Piero Scaruffi(Copyright © 2013 Piero Scaruffi | Legal restrictions )
These are excerpts and elaborations from my book "The Nature of Consciousness"
Nature vs nurture
The US psychologist Paul Ekman argued that emotions are basic, universal and hard-wired. All humans share the same emotions. His study of facial expressions of emotion across cultures convinced him that they are not determined by society: they are determined by biology.
The US neurologist Paul MacLean supported that theory based on the fact that we all share the regions of the brain that account for emotions.
However, it seems self-evident that emotions differ from society to society. Either cultures shape emotions or viceversa: people from different regions of the world sometimes collide because they have a different repertory of values, and they have different ideas about which actions are offensive or polite.
One solution is to assume that there exists a hard core of basic emotions shared by everybody and a less rigid "fruit" of emotions that are created by culture. The British philosopher Peter Goldie called it the "avocado-pear" model and argued against it.

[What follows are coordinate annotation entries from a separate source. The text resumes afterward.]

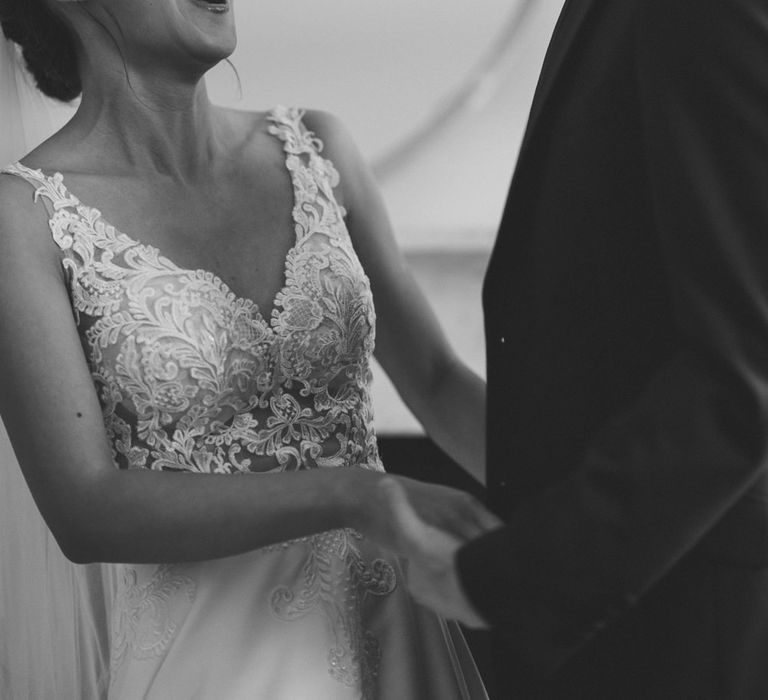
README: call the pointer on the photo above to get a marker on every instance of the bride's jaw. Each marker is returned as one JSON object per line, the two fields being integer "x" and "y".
{"x": 214, "y": 24}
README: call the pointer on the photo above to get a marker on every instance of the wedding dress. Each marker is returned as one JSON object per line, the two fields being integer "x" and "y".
{"x": 194, "y": 379}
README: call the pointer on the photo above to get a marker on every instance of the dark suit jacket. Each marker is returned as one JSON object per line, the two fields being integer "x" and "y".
{"x": 627, "y": 331}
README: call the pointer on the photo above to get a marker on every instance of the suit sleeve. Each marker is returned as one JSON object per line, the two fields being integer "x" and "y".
{"x": 656, "y": 479}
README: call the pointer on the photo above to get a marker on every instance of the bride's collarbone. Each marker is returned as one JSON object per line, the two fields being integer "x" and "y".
{"x": 241, "y": 232}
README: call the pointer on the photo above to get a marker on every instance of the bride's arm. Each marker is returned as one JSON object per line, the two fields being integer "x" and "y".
{"x": 99, "y": 513}
{"x": 443, "y": 393}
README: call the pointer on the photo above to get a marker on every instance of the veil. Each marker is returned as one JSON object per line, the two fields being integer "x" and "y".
{"x": 54, "y": 636}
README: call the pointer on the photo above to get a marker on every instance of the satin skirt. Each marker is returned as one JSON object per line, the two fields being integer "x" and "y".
{"x": 323, "y": 618}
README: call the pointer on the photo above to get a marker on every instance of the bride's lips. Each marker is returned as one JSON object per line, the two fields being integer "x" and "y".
{"x": 215, "y": 6}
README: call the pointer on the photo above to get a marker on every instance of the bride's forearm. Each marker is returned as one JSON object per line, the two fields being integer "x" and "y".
{"x": 145, "y": 516}
{"x": 454, "y": 418}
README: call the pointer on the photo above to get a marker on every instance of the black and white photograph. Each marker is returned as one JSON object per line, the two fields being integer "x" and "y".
{"x": 383, "y": 351}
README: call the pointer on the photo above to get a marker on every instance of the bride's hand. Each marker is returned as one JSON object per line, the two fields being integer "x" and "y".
{"x": 449, "y": 510}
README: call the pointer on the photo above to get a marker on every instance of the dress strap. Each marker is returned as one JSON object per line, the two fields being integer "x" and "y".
{"x": 62, "y": 207}
{"x": 49, "y": 188}
{"x": 314, "y": 177}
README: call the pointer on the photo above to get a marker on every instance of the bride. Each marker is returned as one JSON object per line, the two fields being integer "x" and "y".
{"x": 187, "y": 295}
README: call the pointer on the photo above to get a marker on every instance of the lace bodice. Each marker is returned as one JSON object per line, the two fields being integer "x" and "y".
{"x": 192, "y": 377}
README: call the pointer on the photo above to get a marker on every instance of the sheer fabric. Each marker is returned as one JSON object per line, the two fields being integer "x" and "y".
{"x": 53, "y": 614}
{"x": 194, "y": 379}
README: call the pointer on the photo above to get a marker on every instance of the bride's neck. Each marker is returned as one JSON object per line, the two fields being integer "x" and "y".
{"x": 161, "y": 125}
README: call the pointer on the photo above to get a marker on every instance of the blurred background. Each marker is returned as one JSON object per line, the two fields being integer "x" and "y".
{"x": 436, "y": 93}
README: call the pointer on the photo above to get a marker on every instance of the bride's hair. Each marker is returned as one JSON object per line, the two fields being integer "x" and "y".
{"x": 47, "y": 44}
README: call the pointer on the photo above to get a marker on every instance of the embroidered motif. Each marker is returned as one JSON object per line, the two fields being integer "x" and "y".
{"x": 335, "y": 565}
{"x": 146, "y": 616}
{"x": 193, "y": 378}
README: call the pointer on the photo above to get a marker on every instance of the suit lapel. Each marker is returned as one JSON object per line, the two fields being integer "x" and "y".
{"x": 571, "y": 21}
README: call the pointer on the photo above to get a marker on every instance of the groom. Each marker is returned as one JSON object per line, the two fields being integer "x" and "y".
{"x": 627, "y": 332}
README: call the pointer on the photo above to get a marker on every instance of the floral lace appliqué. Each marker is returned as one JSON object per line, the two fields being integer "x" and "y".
{"x": 193, "y": 378}
{"x": 335, "y": 564}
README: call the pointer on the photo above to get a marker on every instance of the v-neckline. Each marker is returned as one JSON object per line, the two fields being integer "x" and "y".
{"x": 57, "y": 180}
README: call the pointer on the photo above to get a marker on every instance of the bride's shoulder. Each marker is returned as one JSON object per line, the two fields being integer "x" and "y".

He instead proposed a "clay model": there is a window of opportunity when emotions can be shaped, and later they become hard-wired and immutable.
The Australian philosopher Paul Griffiths proposed that emotion (as well as the rest of what we call "mind") is the result of the interaction between genetic and environmental inputs.
The US anthropologist Clifford Geertz, on the other hand, argued that, essentially, emotions are cultural artifacts. So did the New Zealand-born philosopher Rom Harre and the US anthropologist Catherine Luz (“The Anthropology of Emotions “, 1986). According to them, emotions are not universal: they are shaped by culture and socially constructed.